Patient Twinning: The Future of MedTech
Here’s a typical caregiving scene, a patient comes in for medical treatment for recovery and healing. The clear goal is to achieve wholesome healing for the individual from his previous state of disease and illness. Doctors, physicians, and hospital teams intervene with medicines and treatment processes, aiming at the best possible health outcome for the patient. Despite best intentions and careful prescriptions, some ailing ones heal, and others succumb to their case. The medical fraternity is often left high and dry with the question of why some patients survive and heal faster than others. The perennial answer we hear is that every patient is different; it isn’t time that we make healthcare more personalized first, cohesive itself, and convivial at large. This is where creating a digital persona of the patient can benefit hugely. Let’s learn how patient twinning and digital twin (DT) technology is changing patient outcomes in the healthcare industry.

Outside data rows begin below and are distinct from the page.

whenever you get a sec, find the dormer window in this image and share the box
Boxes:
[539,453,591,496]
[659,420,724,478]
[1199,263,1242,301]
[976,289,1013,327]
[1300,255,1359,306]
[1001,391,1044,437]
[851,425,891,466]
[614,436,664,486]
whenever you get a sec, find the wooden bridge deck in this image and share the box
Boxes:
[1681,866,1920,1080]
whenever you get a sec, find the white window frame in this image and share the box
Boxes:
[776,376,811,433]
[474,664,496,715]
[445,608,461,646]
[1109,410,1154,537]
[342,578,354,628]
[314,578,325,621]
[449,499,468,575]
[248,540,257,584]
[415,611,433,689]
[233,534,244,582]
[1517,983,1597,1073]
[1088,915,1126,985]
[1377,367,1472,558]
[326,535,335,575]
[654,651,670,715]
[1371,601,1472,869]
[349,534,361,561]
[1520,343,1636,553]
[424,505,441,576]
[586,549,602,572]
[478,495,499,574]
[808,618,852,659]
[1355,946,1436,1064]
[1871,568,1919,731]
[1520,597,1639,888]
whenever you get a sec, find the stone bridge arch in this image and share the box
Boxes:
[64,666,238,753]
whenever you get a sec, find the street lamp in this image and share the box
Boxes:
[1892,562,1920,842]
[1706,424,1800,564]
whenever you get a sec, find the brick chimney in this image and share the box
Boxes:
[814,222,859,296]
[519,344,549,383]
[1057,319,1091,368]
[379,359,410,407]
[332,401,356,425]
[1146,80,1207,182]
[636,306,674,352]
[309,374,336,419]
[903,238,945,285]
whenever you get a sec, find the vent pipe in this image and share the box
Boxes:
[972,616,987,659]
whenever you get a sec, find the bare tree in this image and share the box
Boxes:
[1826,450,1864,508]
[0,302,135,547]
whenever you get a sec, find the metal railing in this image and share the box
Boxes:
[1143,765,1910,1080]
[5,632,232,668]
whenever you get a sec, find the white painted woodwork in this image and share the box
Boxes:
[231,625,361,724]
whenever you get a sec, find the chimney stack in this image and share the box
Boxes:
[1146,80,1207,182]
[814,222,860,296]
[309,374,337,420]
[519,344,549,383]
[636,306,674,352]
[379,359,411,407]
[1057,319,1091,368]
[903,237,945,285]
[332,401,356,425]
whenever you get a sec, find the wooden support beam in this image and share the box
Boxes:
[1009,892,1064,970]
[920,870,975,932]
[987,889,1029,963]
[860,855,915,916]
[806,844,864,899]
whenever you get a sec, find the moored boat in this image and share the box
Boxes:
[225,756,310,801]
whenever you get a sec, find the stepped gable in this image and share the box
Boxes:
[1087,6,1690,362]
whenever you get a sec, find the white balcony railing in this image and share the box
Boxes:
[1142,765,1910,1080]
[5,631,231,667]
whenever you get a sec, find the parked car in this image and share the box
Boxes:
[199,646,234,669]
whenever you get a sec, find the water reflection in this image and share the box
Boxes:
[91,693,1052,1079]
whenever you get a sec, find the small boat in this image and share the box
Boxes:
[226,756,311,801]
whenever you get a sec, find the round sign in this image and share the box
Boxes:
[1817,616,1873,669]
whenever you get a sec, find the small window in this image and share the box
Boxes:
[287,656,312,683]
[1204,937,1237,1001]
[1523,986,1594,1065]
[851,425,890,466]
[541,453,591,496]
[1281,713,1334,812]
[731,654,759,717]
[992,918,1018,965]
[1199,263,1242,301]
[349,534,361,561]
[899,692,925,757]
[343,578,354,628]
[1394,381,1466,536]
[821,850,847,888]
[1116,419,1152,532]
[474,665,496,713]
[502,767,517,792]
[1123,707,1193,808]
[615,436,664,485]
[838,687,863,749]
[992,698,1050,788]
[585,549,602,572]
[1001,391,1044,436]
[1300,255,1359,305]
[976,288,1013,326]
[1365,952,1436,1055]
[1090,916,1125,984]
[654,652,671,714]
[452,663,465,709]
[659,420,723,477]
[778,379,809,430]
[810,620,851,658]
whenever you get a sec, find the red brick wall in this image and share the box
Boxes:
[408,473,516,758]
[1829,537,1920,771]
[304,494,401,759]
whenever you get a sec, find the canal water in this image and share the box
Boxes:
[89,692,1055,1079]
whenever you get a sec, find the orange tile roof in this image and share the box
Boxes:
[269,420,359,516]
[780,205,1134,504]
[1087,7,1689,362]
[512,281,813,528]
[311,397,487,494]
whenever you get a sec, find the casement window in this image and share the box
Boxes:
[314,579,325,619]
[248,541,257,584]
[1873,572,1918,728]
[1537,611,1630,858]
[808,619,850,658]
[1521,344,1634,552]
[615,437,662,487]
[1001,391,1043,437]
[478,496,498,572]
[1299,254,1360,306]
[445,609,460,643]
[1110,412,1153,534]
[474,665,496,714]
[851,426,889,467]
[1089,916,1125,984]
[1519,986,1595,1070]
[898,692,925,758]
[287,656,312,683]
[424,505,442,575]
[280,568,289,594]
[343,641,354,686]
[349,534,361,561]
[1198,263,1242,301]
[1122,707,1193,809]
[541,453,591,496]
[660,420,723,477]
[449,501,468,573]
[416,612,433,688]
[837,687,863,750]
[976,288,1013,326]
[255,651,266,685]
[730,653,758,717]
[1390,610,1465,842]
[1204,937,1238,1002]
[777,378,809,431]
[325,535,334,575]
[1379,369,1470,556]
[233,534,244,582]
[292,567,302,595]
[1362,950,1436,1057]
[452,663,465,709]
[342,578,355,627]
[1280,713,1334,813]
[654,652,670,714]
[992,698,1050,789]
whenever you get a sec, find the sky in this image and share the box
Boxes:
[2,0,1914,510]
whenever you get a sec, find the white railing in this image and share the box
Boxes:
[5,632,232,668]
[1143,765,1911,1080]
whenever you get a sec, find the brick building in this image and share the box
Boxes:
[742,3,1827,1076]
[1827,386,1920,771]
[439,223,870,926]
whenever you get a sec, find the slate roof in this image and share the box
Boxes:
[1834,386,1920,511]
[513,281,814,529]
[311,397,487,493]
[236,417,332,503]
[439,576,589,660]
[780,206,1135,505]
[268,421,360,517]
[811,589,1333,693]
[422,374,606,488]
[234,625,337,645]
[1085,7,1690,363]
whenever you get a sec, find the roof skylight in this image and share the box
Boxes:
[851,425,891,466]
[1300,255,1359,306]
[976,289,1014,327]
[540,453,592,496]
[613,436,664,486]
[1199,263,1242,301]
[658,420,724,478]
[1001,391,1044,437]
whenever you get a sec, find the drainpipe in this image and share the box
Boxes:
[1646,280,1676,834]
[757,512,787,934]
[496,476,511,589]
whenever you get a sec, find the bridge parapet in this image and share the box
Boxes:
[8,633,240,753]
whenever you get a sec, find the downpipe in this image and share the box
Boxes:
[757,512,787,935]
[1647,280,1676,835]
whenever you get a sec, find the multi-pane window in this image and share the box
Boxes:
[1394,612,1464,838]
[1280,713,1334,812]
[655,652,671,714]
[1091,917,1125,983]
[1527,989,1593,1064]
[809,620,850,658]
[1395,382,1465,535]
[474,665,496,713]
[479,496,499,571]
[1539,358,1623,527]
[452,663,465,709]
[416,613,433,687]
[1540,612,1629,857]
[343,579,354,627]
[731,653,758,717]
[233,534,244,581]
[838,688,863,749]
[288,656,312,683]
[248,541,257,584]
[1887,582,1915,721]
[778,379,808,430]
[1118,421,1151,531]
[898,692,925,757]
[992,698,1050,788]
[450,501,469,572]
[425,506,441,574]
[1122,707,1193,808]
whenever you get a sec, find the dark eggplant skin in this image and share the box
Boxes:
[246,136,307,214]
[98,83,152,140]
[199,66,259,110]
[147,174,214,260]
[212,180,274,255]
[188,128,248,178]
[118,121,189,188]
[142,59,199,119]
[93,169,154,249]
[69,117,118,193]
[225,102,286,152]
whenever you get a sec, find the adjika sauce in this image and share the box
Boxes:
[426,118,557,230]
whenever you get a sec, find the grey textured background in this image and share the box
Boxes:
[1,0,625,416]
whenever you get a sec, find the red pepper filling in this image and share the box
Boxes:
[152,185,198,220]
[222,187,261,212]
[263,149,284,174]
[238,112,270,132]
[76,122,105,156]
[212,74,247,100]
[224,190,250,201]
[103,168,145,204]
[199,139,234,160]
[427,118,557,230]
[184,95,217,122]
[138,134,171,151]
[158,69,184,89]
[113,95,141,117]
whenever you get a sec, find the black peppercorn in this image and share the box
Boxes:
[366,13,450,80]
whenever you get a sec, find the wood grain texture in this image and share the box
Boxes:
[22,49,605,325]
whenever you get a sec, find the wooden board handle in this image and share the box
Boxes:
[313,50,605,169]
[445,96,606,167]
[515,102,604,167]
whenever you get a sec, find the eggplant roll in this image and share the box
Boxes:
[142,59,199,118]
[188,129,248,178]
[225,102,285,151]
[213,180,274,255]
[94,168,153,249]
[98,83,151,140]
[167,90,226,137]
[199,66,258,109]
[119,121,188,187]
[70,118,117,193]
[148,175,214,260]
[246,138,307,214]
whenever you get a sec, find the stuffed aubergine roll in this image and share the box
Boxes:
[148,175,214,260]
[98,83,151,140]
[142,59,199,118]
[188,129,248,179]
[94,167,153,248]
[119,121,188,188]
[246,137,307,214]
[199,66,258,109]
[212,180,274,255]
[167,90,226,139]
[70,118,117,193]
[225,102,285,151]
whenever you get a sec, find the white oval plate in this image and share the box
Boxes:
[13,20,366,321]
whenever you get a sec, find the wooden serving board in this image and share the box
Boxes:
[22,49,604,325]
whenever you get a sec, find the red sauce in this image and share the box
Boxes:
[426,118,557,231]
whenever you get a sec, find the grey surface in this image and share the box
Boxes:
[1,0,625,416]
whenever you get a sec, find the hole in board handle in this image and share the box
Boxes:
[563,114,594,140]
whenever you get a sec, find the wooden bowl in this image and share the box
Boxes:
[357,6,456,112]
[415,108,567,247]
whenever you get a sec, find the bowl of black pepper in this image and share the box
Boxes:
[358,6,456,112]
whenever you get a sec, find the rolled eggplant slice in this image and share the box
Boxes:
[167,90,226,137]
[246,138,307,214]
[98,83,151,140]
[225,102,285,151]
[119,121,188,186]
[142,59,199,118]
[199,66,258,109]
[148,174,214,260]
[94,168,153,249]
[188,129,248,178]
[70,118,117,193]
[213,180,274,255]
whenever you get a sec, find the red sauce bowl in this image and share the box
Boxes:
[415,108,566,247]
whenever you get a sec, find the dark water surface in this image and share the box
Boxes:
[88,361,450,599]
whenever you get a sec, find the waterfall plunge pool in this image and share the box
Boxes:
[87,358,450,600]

Need for Patient Twinning in Healthcare
The human body is one of the most complex and highly organized structures of hundreds of life processes and billions of life-sustaining cells. Everything has astounding interconnectedness, diverse genetics, and anatomical complexity in structure/behavior. The body’s chemical composition, lymphatic system, enteric nervous system (ENS), endocrine glands, and wellness factors make administering healthcare more convoluted. The patient’s social well-being, mental state, and how they feel having a say in their treatment affect the success of any medical course of action. While deciding on the cure, it is important to closely consider each individual’s unique lifestyle and medical history.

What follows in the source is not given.